Anyone reading this blog appreciates the freedom of speech and of the press the Internet facilitates. Without it, we’d be the rapid exchange of news and views that now propel American politics would be slowed considerably. And, of course, the Turtle Bay crime family wants a nose under the tent, eyeing the means to limit that freedom.
In today’s WaPo, Ol’ Kofi tells us just why we shouldn’t be concerned about the UN’s efforts to take control of the Internet. That’s the farthest thing from their minds, sayeth he. But the money quote is:
“Governance of matters related to the Internet, such as spam and cybercrime, is being dealt with in a dispersed and fragmented manner, while the Internet’s infrastructure has been managed in an informal but effective collaboration among private businesses, civil society and the academic and technical communities. But developing countries find it difficult to follow all these processes and feel left out of Internet governance structures.” (NB: the vast majority of “developing countries” are governed by dictators and despots who have every interest in reducing freedom.)

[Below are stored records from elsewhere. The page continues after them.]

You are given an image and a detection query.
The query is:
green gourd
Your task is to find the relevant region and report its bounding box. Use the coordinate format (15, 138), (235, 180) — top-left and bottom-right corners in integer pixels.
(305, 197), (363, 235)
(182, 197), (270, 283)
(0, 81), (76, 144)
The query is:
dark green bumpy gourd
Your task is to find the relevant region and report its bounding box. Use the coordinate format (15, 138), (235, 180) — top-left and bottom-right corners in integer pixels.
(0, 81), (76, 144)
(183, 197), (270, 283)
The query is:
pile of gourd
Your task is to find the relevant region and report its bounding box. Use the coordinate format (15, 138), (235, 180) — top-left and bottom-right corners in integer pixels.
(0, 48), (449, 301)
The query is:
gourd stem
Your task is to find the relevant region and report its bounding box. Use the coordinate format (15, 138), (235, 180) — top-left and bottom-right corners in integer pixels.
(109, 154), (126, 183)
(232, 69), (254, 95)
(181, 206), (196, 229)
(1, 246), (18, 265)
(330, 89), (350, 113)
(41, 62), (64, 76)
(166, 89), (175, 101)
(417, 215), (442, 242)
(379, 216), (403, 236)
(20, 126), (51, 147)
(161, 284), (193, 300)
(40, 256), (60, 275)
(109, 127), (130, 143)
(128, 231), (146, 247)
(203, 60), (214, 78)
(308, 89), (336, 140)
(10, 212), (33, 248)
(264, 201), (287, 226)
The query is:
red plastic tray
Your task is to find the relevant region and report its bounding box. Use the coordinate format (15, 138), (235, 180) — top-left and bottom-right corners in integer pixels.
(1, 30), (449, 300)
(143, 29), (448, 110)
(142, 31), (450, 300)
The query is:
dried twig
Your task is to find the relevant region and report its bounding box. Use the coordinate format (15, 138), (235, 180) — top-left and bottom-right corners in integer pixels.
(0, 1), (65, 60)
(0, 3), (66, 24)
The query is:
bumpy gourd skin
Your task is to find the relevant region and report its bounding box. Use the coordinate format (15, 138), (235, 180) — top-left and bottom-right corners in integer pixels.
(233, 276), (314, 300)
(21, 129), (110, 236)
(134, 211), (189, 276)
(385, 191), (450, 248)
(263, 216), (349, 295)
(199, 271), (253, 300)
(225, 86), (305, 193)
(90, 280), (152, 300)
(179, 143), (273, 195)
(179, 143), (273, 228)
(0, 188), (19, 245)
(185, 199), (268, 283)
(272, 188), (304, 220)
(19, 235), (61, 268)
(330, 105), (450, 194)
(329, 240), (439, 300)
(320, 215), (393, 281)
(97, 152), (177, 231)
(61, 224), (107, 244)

“The United States deserves our thanks for having developed the Internet and made it available to the world. For historical reasons, the United States has the ultimate authority over some of the Internet’s core resources. It is an authority that many say should be shared with the international community. The United States, which has exercised its oversight responsibilities fairly and honorably, recognizes that other governments have legitimate public policy and sovereignty concerns, and that efforts to make the governance arrangements more international should continue.” In UN parlance, that’s about the same as the theme song to “Hitchhiker’s Guide to the Galaxy” — “So long and thanks for all the fish.”
Sure, paragons of free speech, religion and the press such as Communist China have legitimate public policy concerns, such as how best to restrict the free flow of information to and among its people. Any part of the governance of the Internet we surrender to the UN is surrendered to nations such as China, who have every reason to undermine the freedom it gives us. Just say no to any UN meddling in the Internet, Mr. President. Maybe something stronger than “no” is in order this time.